Are you a curious traveler? If you like straying off the beaten track and exploring the little-known corners of a city, we may have just the right travel guides for you.
Secret Copenhagen tells the stories and anecdotes behind the city’s many curiosities in order to help you explore its every corner. The book is one of Jonglez Publishing’s newest additions to their series of “Secret” city guides.
Like the other volumes, Secret Copenhagen zeroes in on a city that hosts droves of tourists year round. Rather than describe the most popular of sights, however, the books explore what is there to be discovered by those who, in the words of the authors, “thought they knew the city well.”
Save for the most adventurous among us, our exploration of a new place is generally guided by what we have been told. And most guidebooks tell us roughly the same things.
This is by no means a bad thing: Of course we want to see what other travelers recommend seeing. But if you’ve already laid eyes upon the Little Mermaid and the royal mansions of Amalienborg, you may be hungry for other adventures.
Secret Copenhagen features many little oddities throughout the city, a number of which would, quite frankly, be of little interest if it were not for the charming anecdotes the book attaches to them. From an iron chain in a wall, or an old window, to a row of decrepit sheds, many of these artifacts can indeed seem fairly unremarkable at face value.
However, for those interested in history, culture, and their manifestations in our day and age, Secret Copenhagen can be considered a small, portable goldmine. With this book in hand, you will be able to walk the streets of Copenhagen and spot otherwise unseen signs of past times. You will learn that one of the old window’s eight glass panes opens from the outside, a pivotal feature of what is actually an early 1900s pickup point for hot topic news leads.
You will learn the seemingly purposeless rusty iron rings in the Royal Library Garden are remnants of warship moorings, part of King Christian IV’s once busy harbor. Or that the name “Iordano” on a tombstone in the Sculptor’s Garden in fact refers to a loyal dog, who swam and ran tirelessly to catch up with the boat of its master, Nicolai Abildgaard, an 18th-century painter and architect.
As a guidebook, Secret Copenhagen indeed adds some depth and hidden meanings to little things around the city that would otherwise, in all likelihood, go unnoticed. Of course, a few museums and galleries are listed as well, such as the Copenhagen Prison Museum and the Storm P. Frieze.
I’m a big fan of the book’s layout. Lots of guidebooks try to do everything at once, and it’s easy to get lost in all their different chapters, sections, and subsections. In Secret Copenhagen, each flip of the page reveals a single new landmark, easy-peasy.
The content of the pages itself is very intuitive to navigate as well, as the structure is very consistent. The left page (nearly) always shows a full-page picture, while the right holds the textual information.
On the text page, below the name of the landmark at the top, you see the address, the closest public transport station, as well as any other relevant details such as contact info, opening hours, tours, and so on.
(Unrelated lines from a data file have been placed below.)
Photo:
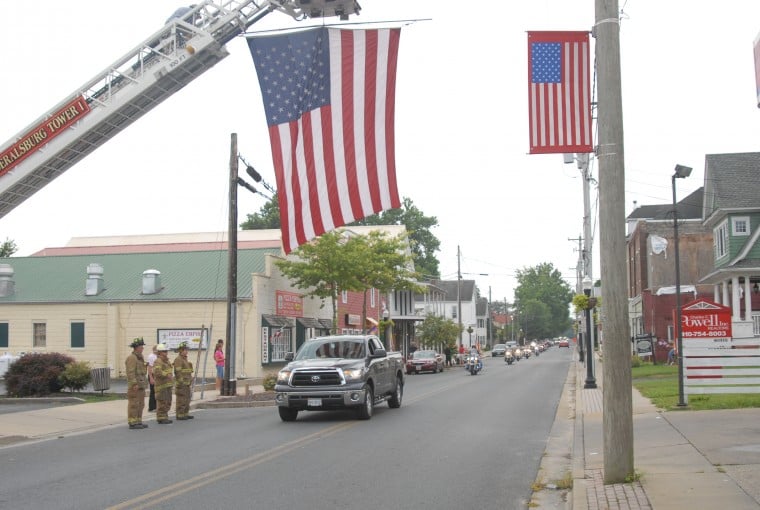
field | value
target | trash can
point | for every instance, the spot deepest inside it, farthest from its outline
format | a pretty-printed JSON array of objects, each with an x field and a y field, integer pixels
[{"x": 101, "y": 379}]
The few times they do deviate from this layout, they do it for good reason.
In general, I feel it’s important that guidebooks can function as a useful tool for the reader, or visitor. All in all, the information in this travel guide is structured and arranged very conveniently, proving an easy reference on the go – a major plus for Secret Copenhagen in my book.
While I have very few issues with this book, I do feel obligated to briefly comment on the writing. For reasons related to the use of colloquial language, I (as a non-native speaker of English) more than once found myself rereading sentences to understand exactly what was meant.
The book’s idiomatic inconsistencies are not so glaring, however, that Secret Copenhagen fails to convey its stories. In fact, it does so quite capably. My only concern is that some anecdotes lose a little bit of their magic to the at times uneven flow. Regardless, while the book perhaps wouldn’t make for an exciting bedtime read, it gets across the information to the busy tourist, who will probably read just a few sections in a row.
Whoever is exploring Copenhagen in depth will be happy to have this mini-encyclopedia in hand. The stories of Secret Copenhagen do have a lot of charm, and anyone who considers themselves a true history buff would be remiss to leave this book behind.
Special thanks to Jonglez Publishing for the free review copy of their book!